THE morning after her unfortunate visit to town, Clarissa sends to Mrs. Branscombe, asking her to come to her without delay. The secret that is in her heart weighs heavily, and Georgie must be told. Yet, now, when the door opens, and Georgie stands before her, she is dumb, and cold, and almost without power to move.

"What is it?" says Mrs. Branscombe, suddenly. The sad little smile that of late has been peculiar to her fades at sight of Clarissa's grief-stricken face. She advances, | | 281 and lays a hand upon her arm. "You look positively ill, Clarissa: something dreadful has happened. I can see it in your eyes. It is bad news. Dorian,--he is not----"

She puts her hand to her throat, and leans on a chair.

"It is no bad news for you," says Clarissa, faintly, "but for me." She pauses.

"Are you in trouble, dearest?" says Mrs. Branscombe, sadly. "I thought you the happiest girl alive. Is there nothing but misery in this wretched world?"

"I was in town yesterday," Clarissa begins, with an effort, and then stops. How is she to betray her lover's falseness?

"And you saw Horace, and he is ill?" says Georgie, anxiously. "Tell me all, Clarissa."

"It is so hard to tell," says poor Clarissa; and then she turns her face to the wall, and wishes honestly that all things for her might now be at an end:

"Love, art thou bitter?
Sweet is death to me."
At this moment she could have gladly welcomed death.

"There are many things," she says, "but this worst of all. He does not love me; he has never loved me. And there is some one else; and----"

"Who is it?" asks Georgie, breathlessly, though the truth as yet is far from her.

"Ruth Annersley! She was there,--in his rooms!" says Clarissa; and, after this, there is a silence that lasts for several minutes.

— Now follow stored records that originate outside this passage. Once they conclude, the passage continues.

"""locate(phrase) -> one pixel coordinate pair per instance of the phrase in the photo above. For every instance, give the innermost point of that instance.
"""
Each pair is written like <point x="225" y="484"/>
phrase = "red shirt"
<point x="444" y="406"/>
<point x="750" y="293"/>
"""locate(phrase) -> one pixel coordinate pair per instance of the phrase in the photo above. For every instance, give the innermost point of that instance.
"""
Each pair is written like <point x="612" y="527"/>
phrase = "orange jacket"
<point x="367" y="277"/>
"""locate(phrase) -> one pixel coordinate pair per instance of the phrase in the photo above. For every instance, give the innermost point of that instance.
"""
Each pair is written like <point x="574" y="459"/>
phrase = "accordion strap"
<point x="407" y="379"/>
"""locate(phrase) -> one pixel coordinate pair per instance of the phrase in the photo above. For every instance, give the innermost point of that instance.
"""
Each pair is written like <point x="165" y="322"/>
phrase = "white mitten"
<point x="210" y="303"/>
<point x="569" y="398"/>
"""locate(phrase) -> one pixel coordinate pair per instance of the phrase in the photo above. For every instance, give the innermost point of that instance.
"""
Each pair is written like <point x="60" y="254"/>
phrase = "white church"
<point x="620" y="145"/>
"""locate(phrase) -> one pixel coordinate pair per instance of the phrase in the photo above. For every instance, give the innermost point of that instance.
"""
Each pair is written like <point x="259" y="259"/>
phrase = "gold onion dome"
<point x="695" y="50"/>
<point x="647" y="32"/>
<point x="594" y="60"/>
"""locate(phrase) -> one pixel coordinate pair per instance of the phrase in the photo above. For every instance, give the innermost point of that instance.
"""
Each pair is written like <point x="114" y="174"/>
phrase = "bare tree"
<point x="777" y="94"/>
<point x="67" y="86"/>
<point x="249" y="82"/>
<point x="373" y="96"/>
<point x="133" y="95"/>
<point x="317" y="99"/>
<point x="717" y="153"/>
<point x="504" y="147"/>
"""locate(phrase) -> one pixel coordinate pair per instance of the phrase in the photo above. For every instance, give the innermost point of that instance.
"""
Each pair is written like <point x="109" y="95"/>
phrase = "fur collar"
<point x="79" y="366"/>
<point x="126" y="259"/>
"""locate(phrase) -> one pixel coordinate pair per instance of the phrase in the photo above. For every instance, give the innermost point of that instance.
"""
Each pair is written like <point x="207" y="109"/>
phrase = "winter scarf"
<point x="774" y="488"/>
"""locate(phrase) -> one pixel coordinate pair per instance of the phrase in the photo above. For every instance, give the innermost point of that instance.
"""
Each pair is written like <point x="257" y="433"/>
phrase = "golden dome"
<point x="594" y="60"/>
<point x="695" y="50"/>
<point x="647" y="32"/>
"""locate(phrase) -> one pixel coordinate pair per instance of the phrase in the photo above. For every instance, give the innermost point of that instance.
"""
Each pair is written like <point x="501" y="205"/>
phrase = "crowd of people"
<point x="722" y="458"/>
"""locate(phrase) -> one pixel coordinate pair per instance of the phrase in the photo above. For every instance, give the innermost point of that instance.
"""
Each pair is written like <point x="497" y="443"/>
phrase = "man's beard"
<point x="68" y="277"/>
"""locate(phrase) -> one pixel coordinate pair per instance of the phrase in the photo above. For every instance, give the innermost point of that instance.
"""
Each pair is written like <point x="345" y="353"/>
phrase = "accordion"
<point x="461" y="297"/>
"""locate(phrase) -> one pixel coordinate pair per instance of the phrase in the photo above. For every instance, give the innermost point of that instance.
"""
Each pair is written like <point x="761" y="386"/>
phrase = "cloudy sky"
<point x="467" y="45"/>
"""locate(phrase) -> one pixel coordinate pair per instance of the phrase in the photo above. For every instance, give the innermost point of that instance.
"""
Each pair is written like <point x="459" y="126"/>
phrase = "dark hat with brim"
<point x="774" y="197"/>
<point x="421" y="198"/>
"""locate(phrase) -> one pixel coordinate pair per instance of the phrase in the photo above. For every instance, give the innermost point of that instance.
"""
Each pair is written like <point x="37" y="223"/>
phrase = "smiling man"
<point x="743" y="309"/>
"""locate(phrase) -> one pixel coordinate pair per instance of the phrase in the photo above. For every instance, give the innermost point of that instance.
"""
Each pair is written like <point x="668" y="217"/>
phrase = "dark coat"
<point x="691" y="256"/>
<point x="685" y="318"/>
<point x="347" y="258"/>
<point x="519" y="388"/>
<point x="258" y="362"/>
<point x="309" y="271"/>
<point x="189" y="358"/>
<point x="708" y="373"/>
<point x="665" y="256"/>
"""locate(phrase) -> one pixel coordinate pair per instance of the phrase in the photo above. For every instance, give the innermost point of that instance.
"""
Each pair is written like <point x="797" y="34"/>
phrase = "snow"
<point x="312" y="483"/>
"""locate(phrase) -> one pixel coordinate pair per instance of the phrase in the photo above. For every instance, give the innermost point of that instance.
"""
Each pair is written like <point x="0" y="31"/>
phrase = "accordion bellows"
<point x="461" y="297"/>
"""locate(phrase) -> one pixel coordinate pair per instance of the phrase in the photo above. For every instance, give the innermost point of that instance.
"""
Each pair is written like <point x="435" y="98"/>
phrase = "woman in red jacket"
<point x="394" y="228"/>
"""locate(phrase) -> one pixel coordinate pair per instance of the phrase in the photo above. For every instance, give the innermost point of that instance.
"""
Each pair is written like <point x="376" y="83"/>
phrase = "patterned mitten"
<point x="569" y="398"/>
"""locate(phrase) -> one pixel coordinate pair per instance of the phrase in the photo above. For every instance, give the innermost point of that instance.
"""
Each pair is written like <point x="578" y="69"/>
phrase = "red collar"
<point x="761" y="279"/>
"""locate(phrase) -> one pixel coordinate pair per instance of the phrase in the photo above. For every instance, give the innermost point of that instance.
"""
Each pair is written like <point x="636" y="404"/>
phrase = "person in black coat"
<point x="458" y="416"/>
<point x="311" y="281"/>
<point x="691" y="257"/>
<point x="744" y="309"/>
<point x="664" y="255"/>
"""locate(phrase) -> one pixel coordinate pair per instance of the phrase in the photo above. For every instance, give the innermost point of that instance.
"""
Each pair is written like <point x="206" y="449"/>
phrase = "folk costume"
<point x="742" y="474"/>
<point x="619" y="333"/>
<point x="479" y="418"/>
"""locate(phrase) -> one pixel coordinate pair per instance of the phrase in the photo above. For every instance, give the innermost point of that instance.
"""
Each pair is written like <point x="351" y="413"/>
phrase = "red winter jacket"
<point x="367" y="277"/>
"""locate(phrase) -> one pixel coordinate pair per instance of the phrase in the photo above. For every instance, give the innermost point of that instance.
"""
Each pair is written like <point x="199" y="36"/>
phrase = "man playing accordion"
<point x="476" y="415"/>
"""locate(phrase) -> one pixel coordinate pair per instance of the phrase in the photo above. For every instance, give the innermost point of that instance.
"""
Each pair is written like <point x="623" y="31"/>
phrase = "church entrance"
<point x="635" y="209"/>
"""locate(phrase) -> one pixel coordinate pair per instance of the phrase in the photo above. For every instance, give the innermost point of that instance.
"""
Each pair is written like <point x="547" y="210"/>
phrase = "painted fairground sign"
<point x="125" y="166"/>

The unhappy truth is told. Clarissa, shamed and heartbroken, moves away, that her companion may not see her face. As for Mrs. Branscombe, at first intense wonder renders her motionless; and then, as the exact meaning of this terrible story breaks in upon her, a great and glorious gleam of unmistakable rapture lights all her face, and, sinking upon a prie-Dieu near her, she presses her hands tightly together. That Dorian is exonerated, is her first thought; that he will never forgive her, is her second; and this drives all the blood from her cheeks, and the gladness from her heart, and brings her back again to the emptiness and barrenness that have made life a wilderness to her for so many months.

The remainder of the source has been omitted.